Raise a special Lotto prize with a house that has to belong to a NZ, so would have to be sold by a foreign winner, and have most of the winnings in small vouchers that have to be used in a hardware store. Get people obssessed with housing for a few years instead of the All Blacks.
By the way, Advantage, what motivated you to write this post, and what do you think should (and can practically) be done to improve matters?
A.
Maybe to give people such as yourself a forum to post on…..
Seems unlikely
Because I want them to succeed so much.
Would rather provoke debate now than later.
In a job the size Twyford is about to take on the guy at the top is responsible for maintaining the spirit of the mission in hand. Front the News items that capture him lugging a bassinet into a new house.
The failure or success of Kiwibuild will hinge on the key people he appoints and the dozen people each of them appoint. A smart leader appoints people that know more about their specialist areas than they ever will.
I am not convinced that Labour’s policy will work any more than I am that National’s will work. A lot of the demand is the result of lax policies and an unsustainable rate of immigration. If the immigration were say 20,000 per annum, it would be possible to keep peace with demand. But every nation puts the needs of its own people first as they pay taxes and live there day in day and abide by its laws and vote in its elections. New Zealand is not and should be an exception. Put New Zealand and New Zealanders first by not permitting people who are not residents or citizens to own properties and see how much easier it becomes to own one.
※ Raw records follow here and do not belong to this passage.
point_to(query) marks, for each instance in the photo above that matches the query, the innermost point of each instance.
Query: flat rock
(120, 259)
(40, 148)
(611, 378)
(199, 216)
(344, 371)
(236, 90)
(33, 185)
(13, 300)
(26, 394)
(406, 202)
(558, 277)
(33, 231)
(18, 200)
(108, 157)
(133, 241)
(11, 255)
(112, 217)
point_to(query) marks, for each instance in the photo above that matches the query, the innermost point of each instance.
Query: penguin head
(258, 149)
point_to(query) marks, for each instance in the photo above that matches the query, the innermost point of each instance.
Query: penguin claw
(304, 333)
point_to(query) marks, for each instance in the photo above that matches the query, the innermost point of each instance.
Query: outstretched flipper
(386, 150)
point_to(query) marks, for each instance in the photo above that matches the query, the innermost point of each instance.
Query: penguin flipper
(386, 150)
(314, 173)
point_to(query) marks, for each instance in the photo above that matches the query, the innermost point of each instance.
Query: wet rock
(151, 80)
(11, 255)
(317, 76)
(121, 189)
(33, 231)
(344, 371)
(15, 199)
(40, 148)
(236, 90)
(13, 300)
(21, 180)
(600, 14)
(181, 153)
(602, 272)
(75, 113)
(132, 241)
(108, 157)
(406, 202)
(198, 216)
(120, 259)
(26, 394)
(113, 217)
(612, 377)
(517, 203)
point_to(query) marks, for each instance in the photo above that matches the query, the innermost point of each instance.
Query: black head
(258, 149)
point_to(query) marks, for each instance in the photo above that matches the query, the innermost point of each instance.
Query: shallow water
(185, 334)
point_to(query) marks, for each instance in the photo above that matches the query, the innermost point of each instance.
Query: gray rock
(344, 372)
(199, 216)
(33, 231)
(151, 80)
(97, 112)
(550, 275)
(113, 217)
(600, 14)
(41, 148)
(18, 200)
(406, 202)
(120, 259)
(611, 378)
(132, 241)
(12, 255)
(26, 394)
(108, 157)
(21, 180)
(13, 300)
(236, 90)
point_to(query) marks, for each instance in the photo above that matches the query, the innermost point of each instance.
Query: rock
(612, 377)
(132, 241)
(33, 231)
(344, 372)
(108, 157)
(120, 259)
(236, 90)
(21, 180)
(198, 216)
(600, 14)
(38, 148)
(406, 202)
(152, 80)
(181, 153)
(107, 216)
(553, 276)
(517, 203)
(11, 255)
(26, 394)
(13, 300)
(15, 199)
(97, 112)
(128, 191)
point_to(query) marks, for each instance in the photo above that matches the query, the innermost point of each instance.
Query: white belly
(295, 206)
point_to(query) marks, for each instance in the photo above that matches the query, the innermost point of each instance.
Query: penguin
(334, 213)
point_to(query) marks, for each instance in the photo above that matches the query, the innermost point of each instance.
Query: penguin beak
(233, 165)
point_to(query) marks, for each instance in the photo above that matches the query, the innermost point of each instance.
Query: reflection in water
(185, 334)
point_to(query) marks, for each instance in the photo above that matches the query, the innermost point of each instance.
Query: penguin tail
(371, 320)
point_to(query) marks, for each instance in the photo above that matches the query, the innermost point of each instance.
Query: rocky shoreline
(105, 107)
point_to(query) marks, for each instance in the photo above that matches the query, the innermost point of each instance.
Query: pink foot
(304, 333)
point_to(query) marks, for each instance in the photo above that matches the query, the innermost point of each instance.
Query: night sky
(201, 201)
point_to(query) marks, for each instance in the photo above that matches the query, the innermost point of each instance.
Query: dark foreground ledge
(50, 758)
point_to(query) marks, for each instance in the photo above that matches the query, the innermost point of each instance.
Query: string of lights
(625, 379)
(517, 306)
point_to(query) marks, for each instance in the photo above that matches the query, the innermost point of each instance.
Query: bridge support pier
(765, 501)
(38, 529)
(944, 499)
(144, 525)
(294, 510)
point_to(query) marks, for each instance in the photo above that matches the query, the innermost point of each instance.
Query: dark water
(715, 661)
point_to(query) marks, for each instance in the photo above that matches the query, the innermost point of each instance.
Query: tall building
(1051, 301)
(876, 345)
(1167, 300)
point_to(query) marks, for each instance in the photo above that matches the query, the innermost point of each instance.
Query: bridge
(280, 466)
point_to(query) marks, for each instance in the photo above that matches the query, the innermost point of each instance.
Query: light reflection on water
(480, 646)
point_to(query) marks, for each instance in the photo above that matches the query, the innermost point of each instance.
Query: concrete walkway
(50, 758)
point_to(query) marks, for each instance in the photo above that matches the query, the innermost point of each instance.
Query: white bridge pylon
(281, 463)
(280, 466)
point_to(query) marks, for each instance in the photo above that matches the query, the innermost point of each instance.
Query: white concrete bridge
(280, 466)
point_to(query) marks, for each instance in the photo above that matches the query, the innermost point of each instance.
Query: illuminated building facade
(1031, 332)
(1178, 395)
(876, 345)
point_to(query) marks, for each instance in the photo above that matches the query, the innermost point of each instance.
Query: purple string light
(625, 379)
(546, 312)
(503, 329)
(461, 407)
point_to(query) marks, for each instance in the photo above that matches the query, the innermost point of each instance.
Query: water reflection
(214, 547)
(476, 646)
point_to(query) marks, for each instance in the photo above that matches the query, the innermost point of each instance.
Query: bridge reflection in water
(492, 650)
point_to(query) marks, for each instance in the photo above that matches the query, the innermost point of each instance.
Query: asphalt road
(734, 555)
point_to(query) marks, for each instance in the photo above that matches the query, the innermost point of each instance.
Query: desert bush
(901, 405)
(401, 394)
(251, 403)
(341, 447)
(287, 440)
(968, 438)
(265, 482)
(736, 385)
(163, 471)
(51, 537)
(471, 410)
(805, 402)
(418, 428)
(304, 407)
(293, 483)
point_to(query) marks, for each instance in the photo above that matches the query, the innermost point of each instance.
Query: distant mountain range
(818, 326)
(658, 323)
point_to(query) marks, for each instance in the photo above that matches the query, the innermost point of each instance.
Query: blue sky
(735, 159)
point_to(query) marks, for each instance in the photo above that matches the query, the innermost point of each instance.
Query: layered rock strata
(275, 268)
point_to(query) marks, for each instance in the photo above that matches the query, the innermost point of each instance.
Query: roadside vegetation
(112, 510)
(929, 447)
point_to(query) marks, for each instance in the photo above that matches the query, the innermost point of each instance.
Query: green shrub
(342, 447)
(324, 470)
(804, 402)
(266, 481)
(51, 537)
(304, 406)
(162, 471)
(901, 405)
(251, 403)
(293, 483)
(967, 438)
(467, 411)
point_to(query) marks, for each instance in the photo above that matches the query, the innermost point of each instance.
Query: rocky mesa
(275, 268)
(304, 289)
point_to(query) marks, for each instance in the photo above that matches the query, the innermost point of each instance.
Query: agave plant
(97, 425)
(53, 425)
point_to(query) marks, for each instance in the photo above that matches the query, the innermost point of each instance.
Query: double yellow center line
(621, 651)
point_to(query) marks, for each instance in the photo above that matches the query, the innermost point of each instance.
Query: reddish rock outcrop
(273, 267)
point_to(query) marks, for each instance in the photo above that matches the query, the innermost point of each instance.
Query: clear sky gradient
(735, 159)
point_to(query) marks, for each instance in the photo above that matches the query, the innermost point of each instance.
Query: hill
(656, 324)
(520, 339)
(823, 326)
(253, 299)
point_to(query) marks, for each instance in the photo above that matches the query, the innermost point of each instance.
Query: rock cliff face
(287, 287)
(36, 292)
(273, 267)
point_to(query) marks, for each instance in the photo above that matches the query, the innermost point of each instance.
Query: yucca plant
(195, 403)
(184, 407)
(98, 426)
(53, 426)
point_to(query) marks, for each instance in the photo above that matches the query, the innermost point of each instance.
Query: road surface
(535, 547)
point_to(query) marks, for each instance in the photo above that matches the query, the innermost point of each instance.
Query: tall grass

And if this sounds it is coming from a New Zealand First supporter, that is because it is.
( Put New Zealand and New Zealanders first by not permitting people who are not residents or citizens to own properties and see how much easier it becomes to own one.)
I hate to say this, but I think I agree with him.
Just noticed what the woman in the back of the picture is doing – mowing the lawn with a handmower. Perfect, just what we all want to return to in these days of lessening fuel and needing to keep fit.
https://www.livinspaces.net/ls-tv/see-how-apis-cor-deliver-a-3d-printed-house-in-24-hours/
https://www.youtube.com/watch?v=naGAnhax-tI
A couple of ideas
A good start would be to start training some of the unemployed to be builders AKA apprentiships
Several commenters have mentioned the M.O.W idea. Back in the old days, if you were a government department building a school, police station or even housing for your staff like they did on the think big projects, you just built to your plan and had the MOW sign it off as being to standard. This was called a courtesy permit and the councils had to accept it. I have lived in such a house built like a brick pagoda by NZED. Imagine virtually no compliance costs! Take out the council charges and the ticket clippers and housing could be a lot cheaper. I know it’s not the silver bullet, but in some areas it could work well.
Of course it isn’t possible, not without spending serious money from the first year of a Labour government. And we all know that the Budget Responsibility Rules are designed to allow such a government to say: “we’d love to help you, and get you out of living in that car/garage/cardboard box in t’middle of road, but we can’t because the BRR says we have to run budget surpluses and pay off foreign fatcats instead. But keep voting for us and keep an eye out for our long term policies. Now I’m just about to call up my chauffeur of my crown limo to take me to my taxpayer-funded Ministerial mansion. Toodle pip and keep the Red Flag flying.”